Fenomena ini memperkuat teori incidental news consumption ala Bernard Berelson, di mana informasi hanya dikonsumsi secara tidak sengaja di tengah aktivitas hiburan. Ditambah lagi dengan realitas algoritma media sosial yang menciptakan filter bubbles, menjebak pengguna hanya pada konten yang mereka sukai, dan menyembunyikan isu-isu penting yang tidak populer.

Filter bubbles dan apatisme ini membuat kerja jurnalis dan aktivis sipil menjadi lebih berat. Mereka berjuang dalam ruang gema yang tidak lagi memperhatikan isu substansial, namun lebih tertarik pada drama sesaat.

Momentum untuk Mengawal, Bukan Menyerah

Sudah lebih dari satu dekade revisi UU Penyiaran menjadi wacana. Sejak 2011, berbagai kajian dan diskusi telah dilakukan, namun selalu kandas di tengah jalan. Tahun 2024 seharusnya bisa menjadi momen penyempurnaan regulasi, bukan justru menciptakan produk hukum baru yang represif.
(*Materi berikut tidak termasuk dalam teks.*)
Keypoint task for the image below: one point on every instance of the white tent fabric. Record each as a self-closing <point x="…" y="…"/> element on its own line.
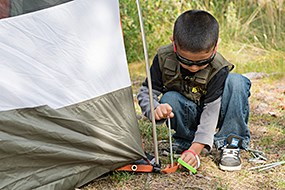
<point x="66" y="106"/>
<point x="62" y="55"/>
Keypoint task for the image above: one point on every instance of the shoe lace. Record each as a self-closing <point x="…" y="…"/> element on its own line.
<point x="229" y="152"/>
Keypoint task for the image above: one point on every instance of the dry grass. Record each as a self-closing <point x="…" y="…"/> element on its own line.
<point x="267" y="131"/>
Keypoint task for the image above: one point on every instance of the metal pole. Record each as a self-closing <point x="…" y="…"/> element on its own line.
<point x="154" y="135"/>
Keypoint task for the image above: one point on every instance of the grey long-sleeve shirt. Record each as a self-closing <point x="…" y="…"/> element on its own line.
<point x="211" y="106"/>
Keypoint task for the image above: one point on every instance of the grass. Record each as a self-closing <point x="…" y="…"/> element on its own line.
<point x="267" y="132"/>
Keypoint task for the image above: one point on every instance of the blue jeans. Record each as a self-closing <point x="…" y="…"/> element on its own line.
<point x="233" y="116"/>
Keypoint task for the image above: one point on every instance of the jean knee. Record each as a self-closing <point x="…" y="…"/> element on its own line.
<point x="169" y="97"/>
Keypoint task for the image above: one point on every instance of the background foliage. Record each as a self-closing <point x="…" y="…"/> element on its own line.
<point x="255" y="26"/>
Jika DPR dan pemerintah serius ingin menyesuaikan dengan zaman, maka mereka harus mengedepankan prinsip inklusivitas, partisipasi publik, serta menjunjung tinggi kemerdekaan berekspresi. Jangan hanya menjadikan revisi ini sebagai formalitas perundang-undangan belaka.

Sejarah menunjukkan bahwa ketika ruang berekspresi dipersempit, kreativitas dan kebenaran akan mencari jalan alternatif. Larangan bukanlah solusi. Kontrol berlebihan bukanlah jaminan stabilitas. Yang dibutuhkan adalah regulasi yang adaptif, bukan represif.

RUU Penyiaran seharusnya hadir sebagai jawaban atas tantangan era digital, bukan sebagai jerat terhadap kebebasan. Jika pasal-pasal kontroversial tetap dipaksakan, maka jelas sudah arah yang dipilih: pengerdilan demokrasi demi kenyamanan kekuasaan.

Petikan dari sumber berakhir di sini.